Logical comparison between different columns?

The data in my PBI model are from a SQL database for Time & Billing in a professional services firm. I am attempting to create a report on "leverage," which is the sum of hours worked on a matter by timekeepers other than the timekeeper who originated the work. (All Timekeepers can be either originating timekeepers or working timekeepers.) Logically, it would be the SUM of [Hours] where working timekeeper <> originating timekeeper.

 

The problem arises because the identity of the originating timekeeper is in a lookup table listing all Matters, while the working timekeeper is identified in the FACT table for time entries (along with the Matter worked on, hours worked, etc.) The Matter table and the Fact table are related by the "Matter Number" field (one Matter to many time entries per Matter).

 

My initial thinking was a measure like this:

= CALCULATE(SUM(Fact[Hours]),Fact[TimekeeperID]<>Matter[OriginatingTimekeeperID])

But alas, I got the error message: "The expression contains multiple columns, but only a single column can be used in a True/False expression that is used as a table filter expression."

 

Is there a way to perform a logical comparison (true/false) on different columns in different tables?

1 ACCEPTED SOLUTION

Accepted Solutions
v-ljerr-msft Super Contributor
Super Contributor

Re: Logical comparison between different columns?

@MojoGene

 


My initial thinking was a measure like this:

= CALCULATE(SUM(Fact[Hours]),Fact[TimekeeperID]<>Matter[OriginatingTimekeeperID])

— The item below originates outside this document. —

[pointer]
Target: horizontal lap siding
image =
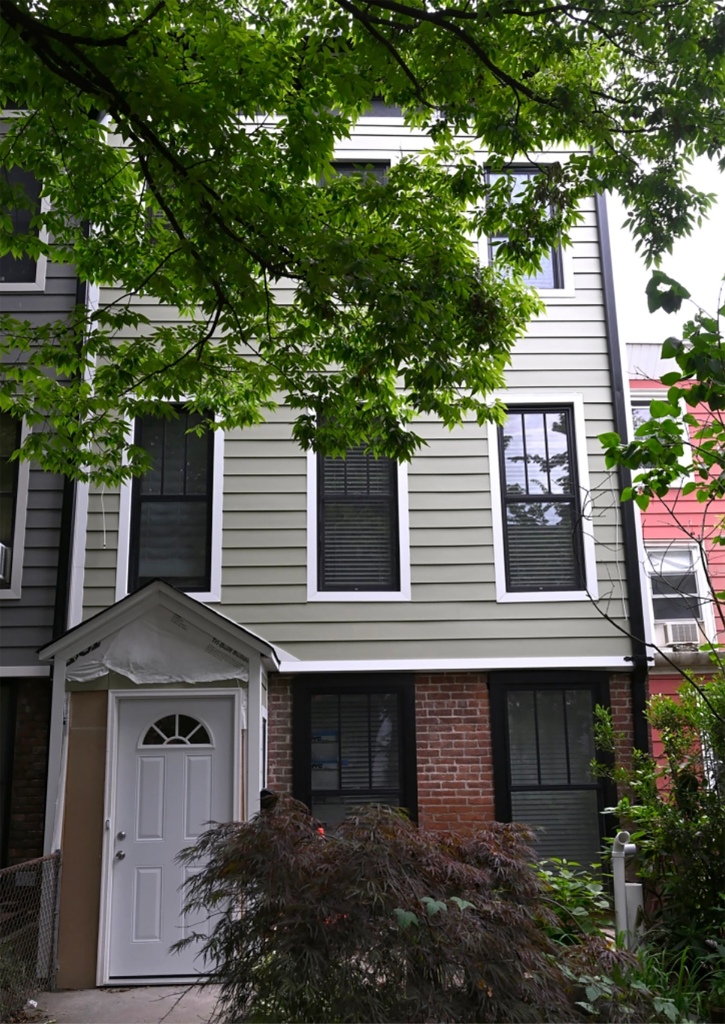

But alas, I got the error message: "The expression contains multiple columns, but only a single column can be used in a True/False expression that is used as a table filter expression."

 

Is there a way to perform a logical comparison (true/false) on different columns in different tables?


 

If you need to invoke CALCULATE using more than one column in the condition, you need to use FILTER function, which provides a list of values instead of a condition. Since these two tables are related by the "Matter Number" field, you can use RELATED() function to compare two column values.

 

Please refer to formula below:

=
CALCULATE (
    SUM ( Fact[Hours] ),
    FILTER (
        Fact,
        Fact[TimekeeperID] <> RELATED ( Matter[OriginatingTimekeeperID] )
    )
)

 

Regards,

Jerry

View solution in original post

4 REPLIES 4
Highlighted
ianbarker Regular Visitor
Regular Visitor

Re: Logical comparison between different columns?

I think you're almost there, however you need to use the SUMX function rather than SUM.

The SUMX will allow you to add an additional filter expression that the SUM won't.

 

MojoGene Member
Member

Re: Logical comparison between different columns?

I'll give that a try ...

v-ljerr-msft Super Contributor
Super Contributor

Re: Logical comparison between different columns?

@MojoGene

 


My initial thinking was a measure like this:

= CALCULATE(SUM(Fact[Hours]),Fact[TimekeeperID]<>Matter[OriginatingTimekeeperID])

But alas, I got the error message: "The expression contains multiple columns, but only a single column can be used in a True/False expression that is used as a table filter expression."

 

Is there a way to perform a logical comparison (true/false) on different columns in different tables?


 

If you need to invoke CALCULATE using more than one column in the condition, you need to use FILTER function, which provides a list of values instead of a condition. Since these two tables are related by the "Matter Number" field, you can use RELATED() function to compare two column values.

 

Please refer to formula below:

=
CALCULATE (
    SUM ( Fact[Hours] ),
    FILTER (
        Fact,
        Fact[TimekeeperID] <> RELATED ( Matter[OriginatingTimekeeperID] )
    )
)

 

Regards,

Jerry

View solution in original post

MojoGene Member
Member

Re: Logical comparison between different columns?

Jerry:

 

That nailed it. I had been trying to wrap my mind around the RELATED function for the last day or so, but was finding this problem unusually challenging. 

 

Thanks!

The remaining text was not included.